= Pradeep Sharma (academic) =

Indian-American Mechanical Engineer

Pradeep Sharma is an Indian-American mechanical engineer, physicist, and materials scientist. He is the Hugh Roy and Lillie Cranz Cullen Distinguished University Professor and Dean of the Cullen College of Engineering at the University of Houston.

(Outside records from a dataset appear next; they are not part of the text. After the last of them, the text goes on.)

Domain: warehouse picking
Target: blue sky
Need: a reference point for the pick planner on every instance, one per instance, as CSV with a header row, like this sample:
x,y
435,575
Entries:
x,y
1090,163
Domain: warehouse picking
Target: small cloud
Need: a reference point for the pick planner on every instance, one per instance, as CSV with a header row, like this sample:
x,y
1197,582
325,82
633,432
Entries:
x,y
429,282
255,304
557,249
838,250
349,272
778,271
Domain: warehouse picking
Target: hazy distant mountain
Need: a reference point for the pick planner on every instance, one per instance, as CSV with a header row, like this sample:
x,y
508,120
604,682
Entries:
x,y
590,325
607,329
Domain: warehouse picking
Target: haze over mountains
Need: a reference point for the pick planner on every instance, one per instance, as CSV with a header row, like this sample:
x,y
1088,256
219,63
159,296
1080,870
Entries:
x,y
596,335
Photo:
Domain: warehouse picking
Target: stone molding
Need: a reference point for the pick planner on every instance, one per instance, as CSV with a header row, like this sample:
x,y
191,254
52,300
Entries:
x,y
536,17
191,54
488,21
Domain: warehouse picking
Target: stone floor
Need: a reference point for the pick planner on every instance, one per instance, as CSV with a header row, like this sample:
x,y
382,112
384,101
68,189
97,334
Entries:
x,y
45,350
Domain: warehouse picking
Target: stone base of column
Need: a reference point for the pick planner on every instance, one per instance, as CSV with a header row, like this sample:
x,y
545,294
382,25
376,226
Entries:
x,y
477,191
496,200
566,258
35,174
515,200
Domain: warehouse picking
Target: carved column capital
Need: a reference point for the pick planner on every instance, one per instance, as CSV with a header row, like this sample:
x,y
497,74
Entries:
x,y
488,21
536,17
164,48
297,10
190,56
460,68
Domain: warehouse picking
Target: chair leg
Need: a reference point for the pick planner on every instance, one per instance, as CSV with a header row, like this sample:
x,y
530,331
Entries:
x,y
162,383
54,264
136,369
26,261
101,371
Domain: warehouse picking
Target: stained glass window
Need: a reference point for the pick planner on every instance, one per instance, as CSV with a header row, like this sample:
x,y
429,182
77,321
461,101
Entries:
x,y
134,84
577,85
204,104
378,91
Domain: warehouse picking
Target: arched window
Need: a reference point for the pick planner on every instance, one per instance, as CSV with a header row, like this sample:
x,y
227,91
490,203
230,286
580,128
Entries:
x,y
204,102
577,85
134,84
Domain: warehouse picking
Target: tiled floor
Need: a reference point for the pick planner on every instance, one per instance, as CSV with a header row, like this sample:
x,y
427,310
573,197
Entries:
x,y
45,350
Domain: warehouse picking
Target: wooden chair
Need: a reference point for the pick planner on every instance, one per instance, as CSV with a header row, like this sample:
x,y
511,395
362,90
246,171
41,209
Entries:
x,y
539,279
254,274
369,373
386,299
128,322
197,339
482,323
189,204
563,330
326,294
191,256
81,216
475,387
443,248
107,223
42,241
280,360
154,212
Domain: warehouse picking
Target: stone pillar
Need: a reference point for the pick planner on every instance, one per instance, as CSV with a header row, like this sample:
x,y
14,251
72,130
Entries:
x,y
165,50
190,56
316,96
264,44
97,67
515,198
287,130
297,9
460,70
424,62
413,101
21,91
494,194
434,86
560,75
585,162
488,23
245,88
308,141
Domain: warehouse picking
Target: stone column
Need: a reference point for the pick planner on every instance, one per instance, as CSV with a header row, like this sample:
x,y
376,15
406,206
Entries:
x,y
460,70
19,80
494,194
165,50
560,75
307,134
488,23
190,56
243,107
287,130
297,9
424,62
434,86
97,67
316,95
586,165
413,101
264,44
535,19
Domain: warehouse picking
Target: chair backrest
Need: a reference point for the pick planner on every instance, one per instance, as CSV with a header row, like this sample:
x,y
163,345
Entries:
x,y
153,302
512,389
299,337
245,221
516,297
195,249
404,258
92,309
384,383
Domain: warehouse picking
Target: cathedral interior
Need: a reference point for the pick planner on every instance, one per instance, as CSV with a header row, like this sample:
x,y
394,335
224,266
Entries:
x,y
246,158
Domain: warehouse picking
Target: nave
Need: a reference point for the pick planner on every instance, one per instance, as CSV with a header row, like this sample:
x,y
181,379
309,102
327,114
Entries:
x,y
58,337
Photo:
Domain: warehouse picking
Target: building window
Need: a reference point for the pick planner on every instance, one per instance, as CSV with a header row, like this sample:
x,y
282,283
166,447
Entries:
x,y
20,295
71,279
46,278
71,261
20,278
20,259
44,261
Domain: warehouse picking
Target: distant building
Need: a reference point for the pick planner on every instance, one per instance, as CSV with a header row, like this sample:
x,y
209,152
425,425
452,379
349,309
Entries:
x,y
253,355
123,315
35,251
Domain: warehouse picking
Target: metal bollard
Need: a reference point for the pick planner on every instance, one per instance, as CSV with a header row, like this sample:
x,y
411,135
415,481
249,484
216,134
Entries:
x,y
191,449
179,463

== Early life and education ==
Sharma was born in 1973 to a family in Punjab, India. Most of his school education was dispersed across several countries due to his parents' being in the diplomatic services. He earned a Bachelor of Science in Mechanical Engineering from the M.S. University of Baroda, India (1990–1994). He then moved to America in 1995, where he earned an M.S. in Mechanical Engineering (2000) and a Ph.D. in Mechanical Engineering (2000) from the University of Maryland, College Park. He holds professional accreditations as a licensed Professional Engineer in Texas (since 2016).

== Career ==
From September 2000 to October 2003, Sharma worked as a research scientist at General Electric Research & Development in Schenectady, New York. He joined the University of Houston in January 2004 as an assistant professor in the Department of Mechanical Engineering. Subsequently, he held endowed faculty positions, including the Bill Cook Endowed Assistant Professorship (2005–2008) and the Bill Cook Endowed Associate Professorship (2008–2011). He served as M.D. Anderson Professor and Chair of the Department of Mechanical Engineering (2012–2023). He was named interim dean of the Cullen College of Engineering on November 15, 2023, and appointed the 7^{th} permanent dean effective July 1, 2024.

== Awards and honors ==

- Daniel C. Drucker Medal, American Society of Mechanical Engineers (2024)
- Cozzarelli Prize, National Academy of Sciences (2024)
- Election to the U.S. National Academy of Engineering (2022)
- Guggenheim Fellowship (2020)
- James R. Rice Medal, Society of Engineering Science (2019)
- Charles Russ Richards Memorial Award, Pi Tau Sigma and ASME (2019)
- ASME Melville Medal (2015)
- ASME Fellow (2013)
- Fulbright Fellowship (2013)
- Thomas J. R. Hughes Young Investigator Award, ASME Applied Mechanics Division (2009)
- ONR Young Investigator Award (2005)

== Professional service and leadership ==

- Editor-in-Chief, American Society of Mechanical Engineers Journal of Applied Mechanics (2022–present).
- Associate Editor, Journal of the Mechanics and Physics of Solids;
- Associate Editor, Mathematics and Mechanics of Solids
- President, Society of Engineering Science (2015); member, Board of the Society of Engineering Science (2012–2016).
- Secretary and fundraiser for the Eshelby Mechanics Award for Young Faculty, launched in 2012.

== Patents ==

- Monolithic light-emitting devices based on wide bandgap semiconductor nanostructures and methods for making same. US Patent, issued Oct 17, 2006.
- Fabrication of self-assembling nanostructures. US Patent, issued Mar 27, 2008.